Illinois Budget Failures Continue

The State of Illinois is a basket case.  Unable to control its reckless spending, the state legislature approved a budget that calls for higher spending, even though the state has billions in unpaid bills and tens of billions in unfunded pensions. The pension problem, and the promises officials have made to state workers to get their votes, are now too big to ignore.

As a result of ignoring the pension issue, the Fitch bond rating agency lowered the state’s already weak bond rating. In response to the downgrade, Governor Quinn (D-Chicago) pointed fingers in a June 3 press release. 

Today’s downgrade is no surprise. As I have repeatedly made clear to the General Assembly, this will continue to happen until legislators pass a comprehensive pension reform bill, and put it on my desk.

But it wasn’t all the legislature’s fault.
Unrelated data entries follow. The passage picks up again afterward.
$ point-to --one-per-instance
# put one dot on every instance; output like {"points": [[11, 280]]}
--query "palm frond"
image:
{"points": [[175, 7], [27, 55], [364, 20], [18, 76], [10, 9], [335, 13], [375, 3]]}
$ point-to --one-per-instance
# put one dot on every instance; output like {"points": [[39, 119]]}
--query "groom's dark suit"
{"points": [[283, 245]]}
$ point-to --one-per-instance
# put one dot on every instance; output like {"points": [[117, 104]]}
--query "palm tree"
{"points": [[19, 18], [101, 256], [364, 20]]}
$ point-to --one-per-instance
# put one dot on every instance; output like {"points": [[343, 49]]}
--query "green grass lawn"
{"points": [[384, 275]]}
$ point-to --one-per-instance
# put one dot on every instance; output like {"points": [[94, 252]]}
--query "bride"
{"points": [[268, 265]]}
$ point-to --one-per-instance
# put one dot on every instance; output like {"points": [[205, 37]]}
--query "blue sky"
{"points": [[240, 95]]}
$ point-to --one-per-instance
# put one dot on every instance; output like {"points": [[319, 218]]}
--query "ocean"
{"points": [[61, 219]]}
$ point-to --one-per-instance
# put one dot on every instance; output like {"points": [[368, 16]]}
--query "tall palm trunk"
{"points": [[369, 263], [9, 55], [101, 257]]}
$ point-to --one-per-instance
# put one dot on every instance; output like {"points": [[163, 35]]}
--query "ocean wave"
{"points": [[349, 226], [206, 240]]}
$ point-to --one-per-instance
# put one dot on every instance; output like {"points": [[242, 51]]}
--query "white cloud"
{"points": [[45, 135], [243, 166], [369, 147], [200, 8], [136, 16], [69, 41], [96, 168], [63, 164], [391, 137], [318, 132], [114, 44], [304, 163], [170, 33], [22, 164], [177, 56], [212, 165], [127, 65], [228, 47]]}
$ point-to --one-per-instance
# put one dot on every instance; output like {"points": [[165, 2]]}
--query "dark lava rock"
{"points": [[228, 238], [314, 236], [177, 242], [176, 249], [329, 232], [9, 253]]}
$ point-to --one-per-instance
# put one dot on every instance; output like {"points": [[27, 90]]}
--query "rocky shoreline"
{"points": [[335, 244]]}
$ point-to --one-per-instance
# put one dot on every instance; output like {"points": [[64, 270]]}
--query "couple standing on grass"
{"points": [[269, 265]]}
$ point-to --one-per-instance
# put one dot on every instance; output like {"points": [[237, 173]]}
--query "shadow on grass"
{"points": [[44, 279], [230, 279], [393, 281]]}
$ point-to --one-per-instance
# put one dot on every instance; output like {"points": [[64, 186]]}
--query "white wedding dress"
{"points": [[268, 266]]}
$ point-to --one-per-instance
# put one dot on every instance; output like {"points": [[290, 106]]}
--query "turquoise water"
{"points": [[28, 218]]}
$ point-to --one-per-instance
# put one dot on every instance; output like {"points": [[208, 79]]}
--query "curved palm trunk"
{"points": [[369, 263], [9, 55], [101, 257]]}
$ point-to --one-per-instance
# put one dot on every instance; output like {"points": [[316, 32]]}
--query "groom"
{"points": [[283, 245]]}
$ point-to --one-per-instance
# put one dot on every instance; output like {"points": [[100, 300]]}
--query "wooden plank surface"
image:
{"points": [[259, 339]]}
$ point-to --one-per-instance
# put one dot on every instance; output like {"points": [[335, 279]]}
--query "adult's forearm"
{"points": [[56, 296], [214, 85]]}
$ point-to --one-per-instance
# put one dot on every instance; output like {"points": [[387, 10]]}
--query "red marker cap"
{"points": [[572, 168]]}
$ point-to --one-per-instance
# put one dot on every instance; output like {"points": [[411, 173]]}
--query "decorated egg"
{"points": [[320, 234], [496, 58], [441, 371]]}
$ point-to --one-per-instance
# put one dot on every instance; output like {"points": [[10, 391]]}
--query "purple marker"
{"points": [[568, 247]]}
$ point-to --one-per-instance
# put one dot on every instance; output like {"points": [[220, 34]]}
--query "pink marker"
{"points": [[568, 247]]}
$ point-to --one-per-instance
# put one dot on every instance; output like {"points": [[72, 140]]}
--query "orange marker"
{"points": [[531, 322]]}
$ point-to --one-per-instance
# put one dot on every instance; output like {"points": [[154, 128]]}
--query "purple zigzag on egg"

From the Heartland.org June FIRE newsletter (emphasis added):

Without admitting or denying wrongdoing, Illinois officials have agreed the state will “cease and desist from committing or causing any violations of Sections 17(a)(2) and 17(a)(3) of the Securities Act of 1933.” The agreement with the Securities and Exchange Commission stems from charges the state engaged in securities fraud by failing to inform buyers of Illinois government debt of the state’s true unfunded pension liabilities.

The Government Accounting Standards Board approved last year a policy requiring state and local governments to keep pensions on their budget balance sheets, so bond investors know how much states really owe. States like Illinois and California have pretended that their pensions were fully funded. Illinois has pension liabilities for current employees of about $96 billion, California over $120 billion.

Ted Dabrowski of the Illinois Policy Institute wrote:

These credit downgrades come with serious consequences. They send a continuous warning signal to businesses to avoid Illinois, something the state with the nation’s second-highest unemployment rate and rank of 48th in economic outlook can’t afford. Every downgrade puts a further strain on Illinois’ reputation for doing business and attracting capital and entrepreneurs.

What’s more, Illinois’ many credit downgrades increase the state’s borrowing costs. The state already pays the highest penalty rate in the nation – nearly three times higher than California’s.

Politicians may avoid making the real reforms that Illinois needs, but they can’t hide from the market. 

Lawmakers have to do something, but so far a standoff between House Speaker Michael Madigan and Senate President John Cullerton has prevented any progress. According to Matthew Besler, President of the Illinois Opportunity Project,

But just “doing something” is a bad idea if it means passing either of the current bills. Neither bill will solve the problem, and some unhallowed union of the two bills will not do the trick, either. Among other defects, both bills contain a funding guarantee that would constitutionally bind the State to the payments in the bill, forever, and it would be almost impossible to change them. As hard as it is to believe, these proposed “fixes” would make the current problem worse, and harder to fix, in the future.

It doesn’t help Mr. Madigan’s bargaining position much that his daughter may run for Governor, and anything the elder Madigan does, or fails to do, will be used by his daughter’s opponents in both the primary and general elections in 2014.

Illinois is in rough shape. Decades of being governed by the Chicago machine have taken their toll, and the end is nowhere in sight. Conservatives, libertarians, and reformers, while retaining our own identity and ideals, need to work hard to organize inside the political parties, where candidates are chosen and have a chance to get voters to the polls.